Both On Cinema and Mister America seethe with a deep contempt for ostensible subjects, whether the current cultural discourse or contemporary politics.

Mister America’s Tim Heidecker is like someone who spends his time watching people grift, and feels he can reach his own nefarious ends through hollow mimicry. Yet beyond appeals to his own vanity, he has nothing to sell. He is, to paraphrase Patrick Bateman in American Psycho, simply not there. Watching Heidecker stutter and scam and wince at a feature-length runtime proves both hilarious and deeply enervating, producing the same feeling of unsettled annoyance that one might justifiably feel following an actual political documentary—or, for that matter, actual politics. Watching Heidecker fuck up and fail over and over again is just so exhausting.
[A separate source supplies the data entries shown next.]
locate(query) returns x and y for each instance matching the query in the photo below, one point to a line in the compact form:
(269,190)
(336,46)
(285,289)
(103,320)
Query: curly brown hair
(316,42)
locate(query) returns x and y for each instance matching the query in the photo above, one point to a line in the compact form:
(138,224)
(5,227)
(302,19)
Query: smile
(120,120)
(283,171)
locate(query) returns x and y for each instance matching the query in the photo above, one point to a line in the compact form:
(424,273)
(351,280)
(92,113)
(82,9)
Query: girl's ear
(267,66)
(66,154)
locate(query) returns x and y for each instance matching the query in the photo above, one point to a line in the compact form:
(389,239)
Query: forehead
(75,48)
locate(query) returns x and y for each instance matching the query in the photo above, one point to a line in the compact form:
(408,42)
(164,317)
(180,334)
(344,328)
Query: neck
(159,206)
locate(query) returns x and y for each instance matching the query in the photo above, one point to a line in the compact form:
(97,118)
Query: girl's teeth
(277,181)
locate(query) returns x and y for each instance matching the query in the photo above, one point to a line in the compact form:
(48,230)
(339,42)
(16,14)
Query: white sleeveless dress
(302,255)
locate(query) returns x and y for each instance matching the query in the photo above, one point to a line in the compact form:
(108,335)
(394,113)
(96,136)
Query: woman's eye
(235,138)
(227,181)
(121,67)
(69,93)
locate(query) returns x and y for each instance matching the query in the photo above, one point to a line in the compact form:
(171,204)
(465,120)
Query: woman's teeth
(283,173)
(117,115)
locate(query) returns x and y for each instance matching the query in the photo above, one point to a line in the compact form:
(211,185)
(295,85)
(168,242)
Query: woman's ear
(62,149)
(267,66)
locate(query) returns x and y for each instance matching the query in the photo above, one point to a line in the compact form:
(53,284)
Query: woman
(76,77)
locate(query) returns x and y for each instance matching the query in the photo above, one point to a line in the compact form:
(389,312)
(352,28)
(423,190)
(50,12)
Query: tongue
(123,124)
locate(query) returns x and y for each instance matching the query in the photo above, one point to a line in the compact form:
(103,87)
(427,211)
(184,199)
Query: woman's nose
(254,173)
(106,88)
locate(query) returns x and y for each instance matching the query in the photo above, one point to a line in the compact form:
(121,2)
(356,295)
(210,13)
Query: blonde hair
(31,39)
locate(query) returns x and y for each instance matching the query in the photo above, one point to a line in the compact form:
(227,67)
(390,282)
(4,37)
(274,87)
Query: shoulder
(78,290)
It’s also encouraging. Mister America pulls off a pretty interesting trick. While it is (like anything emerging from the On Cinema Universe) deeply ironic, the movie is not at all cynical. Its characters—Tim, Toni, and even the torpid Gregg—may be cynical and singularly self-interested. But Mister America itself resists this. Because Tim Heidecker loses spectacularly. Failing to even qualify for the ballot, he nets 0.0 percent of the vote. Nobody buys what he’s selling because he has nothing to sell. His sole major policy platform (reducing all crime in the county by 100 percent) is patently ludicrous. And his bullying, self-persecuting manner alienate pretty much anyone he meets. People hate him. And they’re right to do so. A more mean-spirited movie might depict average people responding to Heidecker’s messaging, however hypocritical and worthless.

Both On Cinema and Mister America seethe with a deep contempt for ostensible subjects, whether the current cultural discourse or contemporary politics. Yet they abound with generosity for the people caught up in these things. They presume a basic level of intelligence in their audience. They optimistically maintain that people aren’t dumb enough to fall for just anything. Even the fandom surrounding On Cinema invites a form of active participation, which contrasts the character of modern franchise fandom, which can simultaneously seem sluggishly passive and dementedly overzealous.

As On Cinema questions the very conception of pop culture, Mister America challenges the self-renewing idea that politics is, in and of itself, somehow good or noble. These entertainments entreat us to rethink not just a movie or a platform, but the collective social relationship to culture and politics. It’s a sympathy rare in the grinding culture industry, and even rarer in politics, which are similar in regarding their target audience’s gullibility as basically bottomless. Both politics and the corporatization of culture may be utterly corrupt. But, as the On Cinema Universe implies, in its own sneering and ironic way, we deserve better. What a concept.